In his new book Reinventing fire, he argues that committing to phasing out fossil fuel use in the medium to long term can actually improve employee productivity, cut energy bills, make manufacturing processes more efficient and mitigate risk.
While the world may still rely overwhelmingly on fossil fuels for transport and power, Lovins believes their cost has begun to out weigh their benefits. The inherent cost of finding, extracting and burning fossil fuels makes renewable energy more that competitive, Lovins argues, even before factoring in environmental impacts.
The big solutions for the next 30 years lie in four main areas of business activity - transport, buildings, industry and electricity generation. They include high-tech initiatives such as lightweight aircraft design, smarter power grids and traffic systems. Others are more straightforward: congestion charging and better building insulation.
The paybacks can be substantial. Lovins believes efficient building retrofits would pay for themselves four times over through extra productivity. Since many of these solutions are based on making better use of existing, everyday technology, developing economies arguably have the greatest gains to make.

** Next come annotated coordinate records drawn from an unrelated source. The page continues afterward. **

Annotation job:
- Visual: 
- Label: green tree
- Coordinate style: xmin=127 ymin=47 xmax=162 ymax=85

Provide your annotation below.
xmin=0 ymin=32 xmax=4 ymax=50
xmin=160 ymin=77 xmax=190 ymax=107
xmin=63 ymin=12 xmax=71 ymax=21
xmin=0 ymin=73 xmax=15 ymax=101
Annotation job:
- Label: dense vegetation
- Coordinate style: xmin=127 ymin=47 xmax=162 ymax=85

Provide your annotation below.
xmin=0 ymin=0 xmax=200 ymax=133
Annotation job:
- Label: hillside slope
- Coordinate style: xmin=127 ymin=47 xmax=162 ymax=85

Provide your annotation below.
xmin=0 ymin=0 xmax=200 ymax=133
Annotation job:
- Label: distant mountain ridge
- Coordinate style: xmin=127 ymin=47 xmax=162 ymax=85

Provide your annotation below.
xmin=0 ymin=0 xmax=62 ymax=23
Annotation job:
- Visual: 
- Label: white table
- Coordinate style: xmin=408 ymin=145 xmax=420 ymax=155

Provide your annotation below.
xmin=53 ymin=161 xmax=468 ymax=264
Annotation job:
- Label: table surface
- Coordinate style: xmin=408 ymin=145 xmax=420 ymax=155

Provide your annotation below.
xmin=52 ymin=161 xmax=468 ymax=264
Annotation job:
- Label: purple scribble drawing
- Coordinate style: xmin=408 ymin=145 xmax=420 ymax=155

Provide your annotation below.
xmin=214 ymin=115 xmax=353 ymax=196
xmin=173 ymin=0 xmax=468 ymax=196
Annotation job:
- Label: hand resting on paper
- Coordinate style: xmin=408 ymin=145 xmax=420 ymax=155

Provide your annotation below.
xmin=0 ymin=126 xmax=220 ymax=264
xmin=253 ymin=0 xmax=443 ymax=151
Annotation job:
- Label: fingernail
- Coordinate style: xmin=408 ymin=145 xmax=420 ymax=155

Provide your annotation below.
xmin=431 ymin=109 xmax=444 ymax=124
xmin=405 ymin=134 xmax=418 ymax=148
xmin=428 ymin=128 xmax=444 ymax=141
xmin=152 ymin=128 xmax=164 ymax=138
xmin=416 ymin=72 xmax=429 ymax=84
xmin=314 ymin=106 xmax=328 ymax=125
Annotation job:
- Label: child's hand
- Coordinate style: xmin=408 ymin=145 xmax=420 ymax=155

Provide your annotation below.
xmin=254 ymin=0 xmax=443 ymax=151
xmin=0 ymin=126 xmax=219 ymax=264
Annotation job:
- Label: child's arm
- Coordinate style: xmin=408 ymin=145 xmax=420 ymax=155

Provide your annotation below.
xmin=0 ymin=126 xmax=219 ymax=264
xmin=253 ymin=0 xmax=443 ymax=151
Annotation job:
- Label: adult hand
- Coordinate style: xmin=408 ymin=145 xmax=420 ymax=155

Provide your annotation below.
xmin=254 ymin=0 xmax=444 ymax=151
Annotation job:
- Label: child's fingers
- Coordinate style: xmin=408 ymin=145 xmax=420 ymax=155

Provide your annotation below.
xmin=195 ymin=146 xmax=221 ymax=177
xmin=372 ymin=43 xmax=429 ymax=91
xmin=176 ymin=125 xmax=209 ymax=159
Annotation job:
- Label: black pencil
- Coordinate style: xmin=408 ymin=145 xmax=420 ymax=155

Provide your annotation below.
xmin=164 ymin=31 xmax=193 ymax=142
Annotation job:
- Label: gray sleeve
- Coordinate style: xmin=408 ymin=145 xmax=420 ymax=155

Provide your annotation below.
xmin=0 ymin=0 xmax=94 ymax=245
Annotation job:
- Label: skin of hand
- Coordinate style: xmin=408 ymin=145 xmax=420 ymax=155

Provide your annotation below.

Parts of the developing world are already leapfrogging the West in renewables adoption, says Lovin: "In Kenya, more households now get their energy from solar than off the grid. Installing efficient solar panels in a village can get productivity up. A simple telecoms network can double a village's income in its first year of use."
In 2011, more than half of the growth in renewables came from developing countries, particularly China, which has ambitious cleantech initiatives. Lower global prices for solar products are just one benefit.
Chinese companies, rather than the state, are leading this transformation. By contrast, the West has looked to its governments to lead investment in renewables, whether through tax breaks, feed-in-tarrifs or plant construction.
Despite some successes, in Sweden and Denmark in particular. Lovins believes businesses need to lead the transition in the West too.
Those that fail to keep pace with the changes will find themselves at an increased commercial disadvantages, hindering their ability to innovate and attract the best people.
As for the shale gas revolution happening in the US, which has the potential to be replicated globally, Lovins does not foresee it threatening the investment case for renewables.